Common sense gun laws in the U.S. are an oxymoron, and the only true way to tackle gun control is to repeal the Second Amendment, conservative columnist Bret Stephens wrote in The New York Times.
"Gun ownership should never be outlawed, just as it isn't outlawed in Britain or Australia. But it doesn't need a blanket Constitutional protection, either," Stephens wrote.
Statistics don't lie about the real gun story in this country, but politicians do.
More guns mean "more murder" and "less safety," Stephens writes, stats that put a wrinkle in the protestations of conservatives.
Liberals "argue their case badly and in bad faith" and pay nothing more than "lip service" to gun control while they spout "endless liberal errors of fact," Stephens says.
The only solution — repeal it.
"The more closely one looks at what passes for 'common sense' gun laws, the more feckless they appear," Stephens writes. "Americans who claim to be outraged by gun crimes should want to do something more than tinker at the margins of a legal regime that most of the developed world rightly considers nuts. They should want to change it fundamentally and permanently.

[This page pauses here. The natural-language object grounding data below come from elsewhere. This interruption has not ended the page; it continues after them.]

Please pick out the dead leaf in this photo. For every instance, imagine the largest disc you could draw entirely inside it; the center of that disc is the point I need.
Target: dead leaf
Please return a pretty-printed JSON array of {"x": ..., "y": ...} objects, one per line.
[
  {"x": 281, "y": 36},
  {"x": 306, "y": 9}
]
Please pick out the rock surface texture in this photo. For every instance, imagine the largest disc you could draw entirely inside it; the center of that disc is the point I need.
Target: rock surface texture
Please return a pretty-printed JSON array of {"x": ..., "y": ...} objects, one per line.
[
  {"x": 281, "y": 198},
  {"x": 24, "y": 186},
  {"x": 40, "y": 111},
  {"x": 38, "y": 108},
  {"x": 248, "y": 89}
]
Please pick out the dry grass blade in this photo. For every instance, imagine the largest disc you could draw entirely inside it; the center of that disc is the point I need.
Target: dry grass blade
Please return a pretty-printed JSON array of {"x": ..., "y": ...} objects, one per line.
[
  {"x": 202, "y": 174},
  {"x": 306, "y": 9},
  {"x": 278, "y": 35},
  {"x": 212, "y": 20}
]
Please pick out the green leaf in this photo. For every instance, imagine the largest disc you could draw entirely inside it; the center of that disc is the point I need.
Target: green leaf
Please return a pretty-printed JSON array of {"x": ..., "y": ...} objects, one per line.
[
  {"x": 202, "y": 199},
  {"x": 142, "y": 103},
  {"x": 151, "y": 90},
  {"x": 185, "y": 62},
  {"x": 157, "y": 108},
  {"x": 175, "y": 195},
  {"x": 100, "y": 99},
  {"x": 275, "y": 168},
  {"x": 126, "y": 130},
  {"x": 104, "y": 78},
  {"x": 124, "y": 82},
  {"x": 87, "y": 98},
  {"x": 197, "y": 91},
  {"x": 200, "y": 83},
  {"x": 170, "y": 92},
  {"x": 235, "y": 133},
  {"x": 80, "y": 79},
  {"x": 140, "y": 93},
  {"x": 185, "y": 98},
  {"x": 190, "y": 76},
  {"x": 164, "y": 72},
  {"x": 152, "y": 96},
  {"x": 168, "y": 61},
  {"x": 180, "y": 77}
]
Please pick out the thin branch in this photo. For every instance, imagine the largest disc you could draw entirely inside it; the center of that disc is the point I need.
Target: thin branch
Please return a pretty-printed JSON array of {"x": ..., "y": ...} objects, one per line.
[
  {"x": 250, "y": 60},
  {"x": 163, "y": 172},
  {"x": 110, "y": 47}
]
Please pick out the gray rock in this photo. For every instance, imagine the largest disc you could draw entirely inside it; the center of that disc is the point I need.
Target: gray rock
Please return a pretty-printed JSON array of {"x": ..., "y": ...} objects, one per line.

"The 46,445 murder victims killed by gunfire in the United States between 2012 and 2016 didn't need to perish so that gun enthusiasts can go on fantasizing that 'Red Dawn' is the fate that soon awaits us," Stephens writes.
Stephens ends by anticipating blowback from conservatives about James Madison's position in the Federalist Papers.
"I wonder what Madison would have to say about that today, when more than twice as many Americans perished last year at the hands of their fellows as died in battle during the entire Revolutionary War.
"My guess: Take the guns — or at least the presumptive right to them — away. The true foundation of American exceptionalism should be our capacity for moral and constitutional renewal, not our instinct for self-destruction," Stephens concludes.